Distante da multidão, o mundo atual experimenta a nova solidão, a que é compartilhada-todos estamos unidos pela mesma solidão. Fugir disso é se prender numa dolorosa utopia, porque o confinamento nos permite refletir sobre o que realmente representa a liberdade do corpo e da alma... O caos revela os segredos escondidos e esquecidos pela distração: retornar aos afetos e aos prazeres da solidão, de modo que a busca de si no outro é um engano doentio e a dependência emocional é a violência contra o único caminho da paz interior, pois cada um tem suas próprias digitais, sua identidade e suas saídas...
Na solidão, entendemos melhor o inferno que são os outros - os que tentam matar a querida amiga solidão. É que a solidão representa vazio para muitos... Acho, dentre outras questões, que o pavor de estar em solidão é ausência de criatividade: “Se você não encontra o sentido das coisas é porque este não se encontra, se cria”. (Saint-Exupéry) Todo confinamento é crise se não tem criatividade, a novidade poética nos olhos que faz as manhãs serem novas e únicas... É claro que todo paraíso é entediante quando não há com quem compartilhá-lo, mas é a solidão que nos aproxima de nós mesmos e, distante de si, nenhum ser consegue se achar - bem no outro.

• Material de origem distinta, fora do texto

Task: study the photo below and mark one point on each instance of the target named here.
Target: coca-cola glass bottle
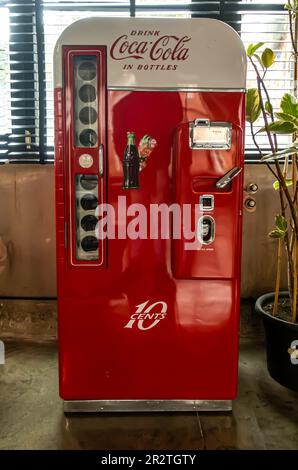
(131, 163)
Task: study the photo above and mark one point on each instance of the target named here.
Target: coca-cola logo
(159, 47)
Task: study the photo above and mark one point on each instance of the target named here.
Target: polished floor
(265, 415)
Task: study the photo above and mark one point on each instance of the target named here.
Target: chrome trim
(200, 233)
(71, 195)
(207, 143)
(100, 160)
(228, 177)
(190, 89)
(148, 406)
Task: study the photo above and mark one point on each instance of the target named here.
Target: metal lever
(100, 160)
(228, 177)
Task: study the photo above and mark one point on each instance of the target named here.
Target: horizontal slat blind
(265, 21)
(23, 141)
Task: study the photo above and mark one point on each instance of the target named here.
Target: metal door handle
(228, 177)
(100, 160)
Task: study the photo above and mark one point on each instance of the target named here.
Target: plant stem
(294, 299)
(277, 281)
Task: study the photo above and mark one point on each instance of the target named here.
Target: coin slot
(206, 230)
(89, 243)
(88, 182)
(89, 202)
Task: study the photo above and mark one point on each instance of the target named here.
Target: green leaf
(289, 105)
(280, 154)
(259, 60)
(288, 182)
(280, 127)
(268, 107)
(281, 223)
(253, 107)
(252, 48)
(287, 118)
(268, 58)
(276, 234)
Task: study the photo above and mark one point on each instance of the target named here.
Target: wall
(27, 229)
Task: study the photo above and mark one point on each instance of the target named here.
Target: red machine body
(147, 319)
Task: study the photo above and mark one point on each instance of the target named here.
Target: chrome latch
(228, 177)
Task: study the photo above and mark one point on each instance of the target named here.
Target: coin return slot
(206, 230)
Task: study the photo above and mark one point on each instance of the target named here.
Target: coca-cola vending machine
(149, 123)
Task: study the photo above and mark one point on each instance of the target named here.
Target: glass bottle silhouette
(131, 163)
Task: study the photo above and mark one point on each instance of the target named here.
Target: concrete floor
(265, 415)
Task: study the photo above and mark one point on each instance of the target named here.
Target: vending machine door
(208, 179)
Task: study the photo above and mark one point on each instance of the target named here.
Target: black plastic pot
(281, 343)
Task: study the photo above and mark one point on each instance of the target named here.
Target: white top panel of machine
(161, 53)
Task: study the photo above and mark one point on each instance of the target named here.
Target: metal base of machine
(141, 406)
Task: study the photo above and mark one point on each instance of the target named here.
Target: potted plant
(279, 309)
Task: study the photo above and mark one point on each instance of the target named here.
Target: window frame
(37, 150)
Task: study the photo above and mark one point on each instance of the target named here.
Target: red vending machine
(149, 126)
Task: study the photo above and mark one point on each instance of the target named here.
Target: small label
(85, 160)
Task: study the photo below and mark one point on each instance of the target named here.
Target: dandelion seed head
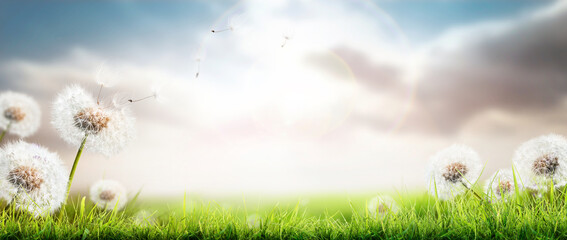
(452, 169)
(92, 120)
(382, 205)
(108, 194)
(75, 113)
(157, 92)
(500, 185)
(543, 160)
(32, 178)
(21, 112)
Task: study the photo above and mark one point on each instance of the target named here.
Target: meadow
(420, 216)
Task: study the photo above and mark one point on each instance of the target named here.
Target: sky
(295, 96)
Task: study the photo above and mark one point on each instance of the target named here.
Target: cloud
(515, 65)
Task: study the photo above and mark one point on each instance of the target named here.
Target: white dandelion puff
(107, 76)
(453, 170)
(382, 205)
(32, 178)
(108, 194)
(542, 161)
(199, 58)
(501, 185)
(76, 115)
(21, 114)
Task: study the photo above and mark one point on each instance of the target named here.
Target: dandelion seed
(83, 123)
(108, 194)
(452, 171)
(382, 205)
(542, 161)
(21, 114)
(500, 185)
(32, 178)
(253, 220)
(233, 23)
(200, 56)
(288, 35)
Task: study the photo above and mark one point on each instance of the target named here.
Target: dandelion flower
(382, 205)
(81, 121)
(543, 160)
(32, 178)
(108, 194)
(20, 114)
(452, 171)
(501, 184)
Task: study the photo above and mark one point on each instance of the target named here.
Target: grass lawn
(316, 217)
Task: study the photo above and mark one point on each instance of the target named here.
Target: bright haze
(294, 96)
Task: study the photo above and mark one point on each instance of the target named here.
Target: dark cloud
(519, 68)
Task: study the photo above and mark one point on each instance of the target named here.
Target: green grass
(323, 217)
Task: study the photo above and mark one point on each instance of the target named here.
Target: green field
(314, 217)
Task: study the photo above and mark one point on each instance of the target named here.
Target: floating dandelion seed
(21, 114)
(452, 171)
(155, 94)
(106, 76)
(32, 178)
(233, 23)
(500, 185)
(199, 57)
(82, 122)
(542, 161)
(382, 205)
(108, 194)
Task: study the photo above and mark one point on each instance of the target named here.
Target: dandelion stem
(474, 192)
(141, 99)
(5, 130)
(75, 166)
(98, 96)
(222, 30)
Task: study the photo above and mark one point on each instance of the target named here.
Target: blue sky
(345, 105)
(38, 29)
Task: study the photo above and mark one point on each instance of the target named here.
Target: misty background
(357, 99)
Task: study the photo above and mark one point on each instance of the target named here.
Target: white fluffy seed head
(108, 194)
(32, 178)
(543, 160)
(76, 113)
(500, 186)
(451, 169)
(21, 111)
(382, 205)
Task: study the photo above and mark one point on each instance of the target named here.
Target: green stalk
(5, 130)
(75, 166)
(473, 191)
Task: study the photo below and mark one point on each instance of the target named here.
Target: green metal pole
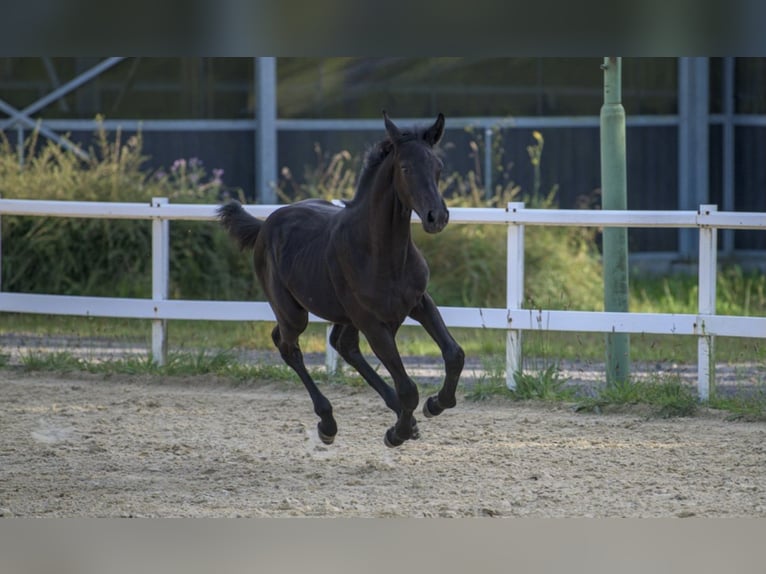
(614, 195)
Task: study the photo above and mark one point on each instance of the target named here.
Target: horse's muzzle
(435, 220)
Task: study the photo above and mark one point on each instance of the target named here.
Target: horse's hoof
(431, 408)
(325, 438)
(390, 440)
(415, 431)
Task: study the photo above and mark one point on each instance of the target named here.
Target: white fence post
(708, 261)
(160, 279)
(514, 294)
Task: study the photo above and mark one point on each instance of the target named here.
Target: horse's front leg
(383, 344)
(427, 314)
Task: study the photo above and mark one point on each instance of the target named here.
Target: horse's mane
(374, 158)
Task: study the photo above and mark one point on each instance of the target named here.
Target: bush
(74, 256)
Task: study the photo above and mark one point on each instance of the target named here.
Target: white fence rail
(705, 324)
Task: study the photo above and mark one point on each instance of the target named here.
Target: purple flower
(179, 164)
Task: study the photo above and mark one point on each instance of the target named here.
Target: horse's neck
(387, 221)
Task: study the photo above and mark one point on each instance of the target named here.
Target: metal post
(514, 295)
(331, 359)
(614, 195)
(708, 253)
(160, 276)
(693, 142)
(727, 235)
(20, 144)
(488, 193)
(266, 130)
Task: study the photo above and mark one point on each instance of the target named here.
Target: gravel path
(84, 445)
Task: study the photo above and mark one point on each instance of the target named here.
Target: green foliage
(75, 256)
(545, 385)
(750, 407)
(665, 397)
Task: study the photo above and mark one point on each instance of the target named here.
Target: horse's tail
(240, 224)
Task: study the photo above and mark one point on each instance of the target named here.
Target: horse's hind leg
(286, 340)
(345, 339)
(427, 314)
(382, 341)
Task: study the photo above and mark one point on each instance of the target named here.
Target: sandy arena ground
(85, 445)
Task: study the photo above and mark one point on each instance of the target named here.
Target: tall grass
(75, 256)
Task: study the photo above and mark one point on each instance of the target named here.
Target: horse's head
(416, 172)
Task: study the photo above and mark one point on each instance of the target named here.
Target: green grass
(665, 397)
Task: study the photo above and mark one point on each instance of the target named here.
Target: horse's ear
(391, 129)
(433, 134)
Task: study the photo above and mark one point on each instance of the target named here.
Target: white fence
(705, 324)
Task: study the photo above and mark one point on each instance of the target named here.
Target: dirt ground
(84, 445)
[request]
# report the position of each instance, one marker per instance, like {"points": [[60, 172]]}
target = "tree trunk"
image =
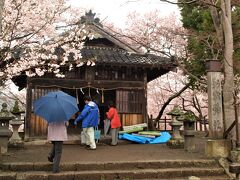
{"points": [[169, 100]]}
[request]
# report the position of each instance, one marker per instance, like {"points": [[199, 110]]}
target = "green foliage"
{"points": [[202, 40]]}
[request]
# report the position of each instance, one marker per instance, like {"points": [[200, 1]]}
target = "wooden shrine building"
{"points": [[120, 74]]}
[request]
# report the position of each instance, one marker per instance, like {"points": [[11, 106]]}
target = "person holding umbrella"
{"points": [[56, 108], [90, 118]]}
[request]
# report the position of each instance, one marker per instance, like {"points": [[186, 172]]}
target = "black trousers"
{"points": [[55, 154]]}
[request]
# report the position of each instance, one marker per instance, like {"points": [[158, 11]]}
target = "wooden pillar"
{"points": [[28, 110]]}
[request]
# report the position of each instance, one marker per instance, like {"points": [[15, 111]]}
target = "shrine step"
{"points": [[116, 174], [79, 166]]}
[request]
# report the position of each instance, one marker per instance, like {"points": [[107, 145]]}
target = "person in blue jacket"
{"points": [[89, 117]]}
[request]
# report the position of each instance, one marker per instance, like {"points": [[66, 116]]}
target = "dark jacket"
{"points": [[89, 115]]}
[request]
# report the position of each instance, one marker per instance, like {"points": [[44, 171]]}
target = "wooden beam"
{"points": [[70, 83]]}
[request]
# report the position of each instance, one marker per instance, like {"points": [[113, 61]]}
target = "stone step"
{"points": [[120, 165], [166, 173]]}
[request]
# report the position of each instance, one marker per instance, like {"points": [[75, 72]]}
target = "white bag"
{"points": [[83, 140]]}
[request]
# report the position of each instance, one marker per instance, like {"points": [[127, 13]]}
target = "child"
{"points": [[113, 116]]}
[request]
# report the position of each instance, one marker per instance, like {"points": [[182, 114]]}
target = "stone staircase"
{"points": [[161, 169]]}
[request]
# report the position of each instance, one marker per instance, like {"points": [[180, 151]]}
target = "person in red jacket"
{"points": [[113, 116]]}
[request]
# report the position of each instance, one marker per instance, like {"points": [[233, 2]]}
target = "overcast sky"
{"points": [[116, 11]]}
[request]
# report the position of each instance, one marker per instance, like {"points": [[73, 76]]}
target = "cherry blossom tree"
{"points": [[30, 36], [165, 36]]}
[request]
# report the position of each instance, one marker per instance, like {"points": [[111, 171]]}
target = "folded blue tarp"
{"points": [[165, 137]]}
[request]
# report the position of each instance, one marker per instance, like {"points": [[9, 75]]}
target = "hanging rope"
{"points": [[102, 96]]}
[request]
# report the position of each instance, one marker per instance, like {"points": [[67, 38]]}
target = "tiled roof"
{"points": [[108, 55]]}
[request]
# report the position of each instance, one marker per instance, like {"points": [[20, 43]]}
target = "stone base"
{"points": [[16, 144], [216, 148], [176, 143]]}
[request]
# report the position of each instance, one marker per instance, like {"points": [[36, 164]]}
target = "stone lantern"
{"points": [[15, 140], [176, 140], [5, 133], [189, 120]]}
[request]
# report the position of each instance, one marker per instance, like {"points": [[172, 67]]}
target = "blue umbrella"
{"points": [[55, 106]]}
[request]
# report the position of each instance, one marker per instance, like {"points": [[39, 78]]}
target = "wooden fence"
{"points": [[164, 124]]}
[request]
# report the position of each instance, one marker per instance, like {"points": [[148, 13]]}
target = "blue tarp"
{"points": [[165, 137]]}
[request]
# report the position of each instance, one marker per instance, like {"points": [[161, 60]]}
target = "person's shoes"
{"points": [[56, 171], [50, 159], [89, 148], [113, 144]]}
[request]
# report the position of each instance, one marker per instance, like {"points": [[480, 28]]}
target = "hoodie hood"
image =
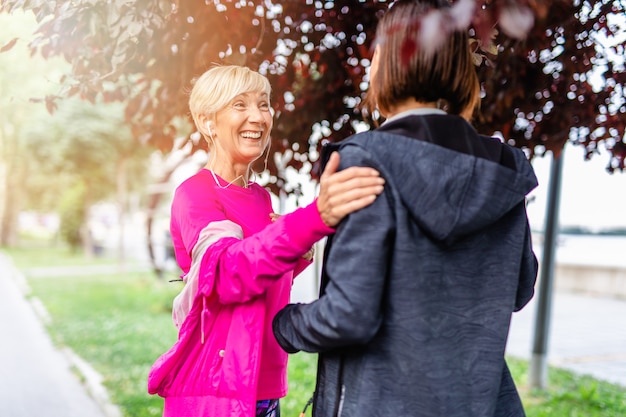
{"points": [[448, 193]]}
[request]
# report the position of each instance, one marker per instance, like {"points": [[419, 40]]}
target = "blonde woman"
{"points": [[238, 259]]}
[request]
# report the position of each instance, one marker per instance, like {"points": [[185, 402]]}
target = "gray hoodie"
{"points": [[418, 288]]}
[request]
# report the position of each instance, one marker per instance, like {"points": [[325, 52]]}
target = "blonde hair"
{"points": [[447, 75], [216, 87]]}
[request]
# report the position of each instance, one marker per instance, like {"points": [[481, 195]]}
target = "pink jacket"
{"points": [[213, 368]]}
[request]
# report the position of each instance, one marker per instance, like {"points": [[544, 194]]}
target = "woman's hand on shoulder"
{"points": [[346, 191]]}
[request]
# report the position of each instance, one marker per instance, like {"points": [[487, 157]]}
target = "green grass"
{"points": [[120, 323]]}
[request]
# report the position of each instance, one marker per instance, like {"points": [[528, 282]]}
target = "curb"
{"points": [[88, 376]]}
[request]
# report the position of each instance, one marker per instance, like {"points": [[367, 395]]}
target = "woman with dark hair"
{"points": [[418, 288]]}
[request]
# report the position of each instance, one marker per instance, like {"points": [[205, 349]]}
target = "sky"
{"points": [[590, 196]]}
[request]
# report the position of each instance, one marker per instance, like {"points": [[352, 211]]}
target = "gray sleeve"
{"points": [[349, 311]]}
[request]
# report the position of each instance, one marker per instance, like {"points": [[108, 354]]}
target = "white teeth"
{"points": [[251, 135]]}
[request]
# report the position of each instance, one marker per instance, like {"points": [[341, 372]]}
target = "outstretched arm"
{"points": [[346, 191]]}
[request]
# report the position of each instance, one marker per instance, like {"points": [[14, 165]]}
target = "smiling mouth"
{"points": [[252, 135]]}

É óbvio que tenho saudade da vida sem quarentena, mas para mim, que vivo em recolhimento, a solidão é uma divindade indispensável à vida, portanto, como escreveu Nietzsche, também “Detesto quem me rouba a solidão sem em troca me oferecer verdadeira companhia”; isso porque, todos os que os que repudiam a solidão sempre me ofereceram seus violentos vazios, de modo que parodio a música: Ter saudade até que é bom, é melhor que caminhar COM OS VAZIOS.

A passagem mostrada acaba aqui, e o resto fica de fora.